New production technique could break 2D silicon out of the lab

2 min read

Oxygen frees silicene from its metal substrate
Gif: University of Wollongong

In the expanding universe of two-dimensional materials, perhaps none have been more tempting than silicon and its 2D version, known as silicene. The attraction is obvious: Silicon is the boat on which the computer age has floated for more than 50 years. And its proximity on the periodic table to carbon, whose 2D version is the wonder material graphene, has led researchers to investigate whether it might have the same attractive properties.

If researchers can overcome more of the obstacles standing in the way of silicene production, it has some pretty attractive qualities. First, unlike graphene, it has an intrinsic bandgap, which makes it attractive for digital electronics to stop and start the flow of electrons. Its semiconductor nature also comes with many of the same properties that make graphene so attractive—including, potentially, superconductivity.

While silicene is indeed tempting, it has proven frustratingly difficult to produce. Now researchers at the University of Wollongong, in Australia, have overcome one of the main obstacles: separating it from its substrate.

In research described in the journal Science Advances, they developed a technique for reliably separating the silicene from the metal surface it is grown on.
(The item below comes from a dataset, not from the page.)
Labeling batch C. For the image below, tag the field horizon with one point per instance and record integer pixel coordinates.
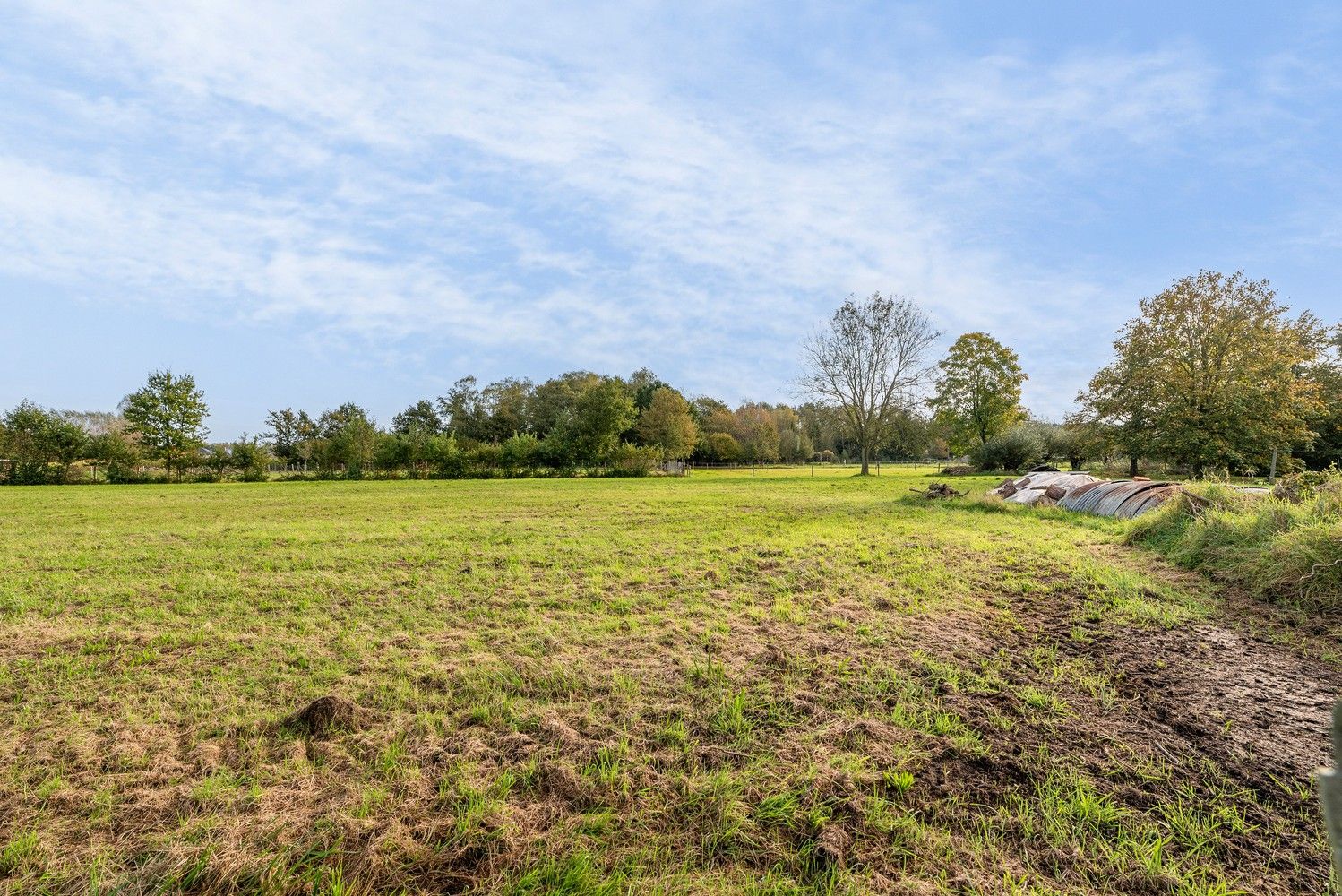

The trick is to get oxygen molecules to intercalate between the underlayer of silicene, effectively isolating the upper layer of silicene from the metal substrate. (Intercalation is the reversible inclusion of a molecule or ions between two other molecules in multilayered structures or compounds.)

“We know silicene crystals prefer to firmly attach on the metallic substrate, and because they are too thin to be peeled off by any mechanical tools, it’s impossible to remove them from the substrate,” said Yi Du, who led the research, in a press release.
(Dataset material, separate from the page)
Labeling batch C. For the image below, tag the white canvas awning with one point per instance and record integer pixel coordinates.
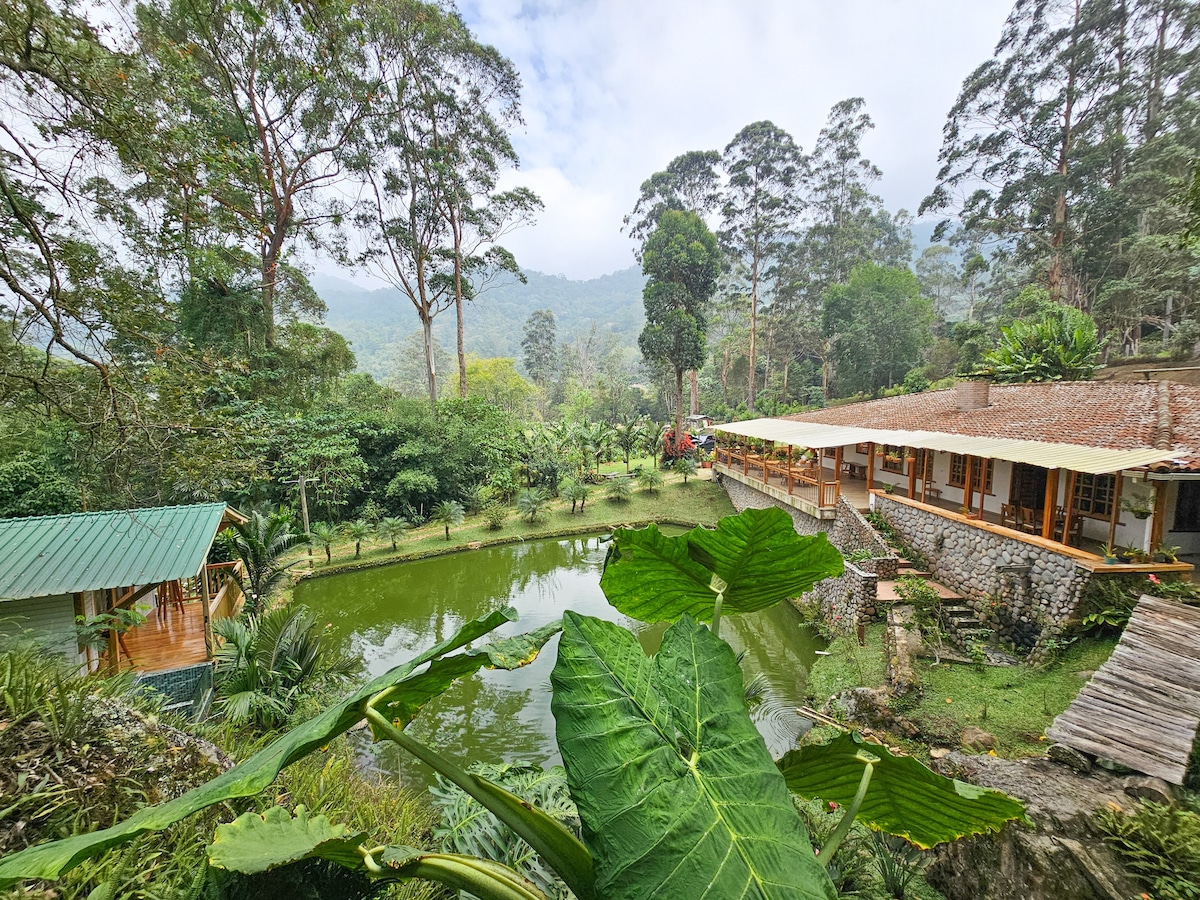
(1077, 457)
In the experiment, the silicene layers were produced by the deposition of silicon atoms from a silicon wafer onto a gold substrate. A scanning tunneling microscope (STM) was used to introduce the oxygen molecules because of the ultrahigh vacuum used by the STM. While the silicene was still in the deposition chamber, the oxygen molecules were introduced at 200 ºC.

“Because the vacuum levels are so high, we can inject the oxygen molecules into the chamber, and they become a ‘molecular flux’ that follows a straight pathway,” said Du. “This allows us to direct these molecules precisely into the silicene layers, acting like scissors to separate the silicene.”

Researchers have made some pretty significant progress with silicene over the past four years, not the least of which has been overcoming its tendency to self-destruct and turn back into silicon.

The Wollongong researchers feel pretty confident that this work could be a significant breakthrough in silicene reaching its potential.

Du added: “This work solves the long-lasting problem of isolating this super material for further device development. It challenges the entire scientific literature on silicene since its discovery. These findings are relevant for the future design and application of silicene-based nano-electronic and spintronic devices.”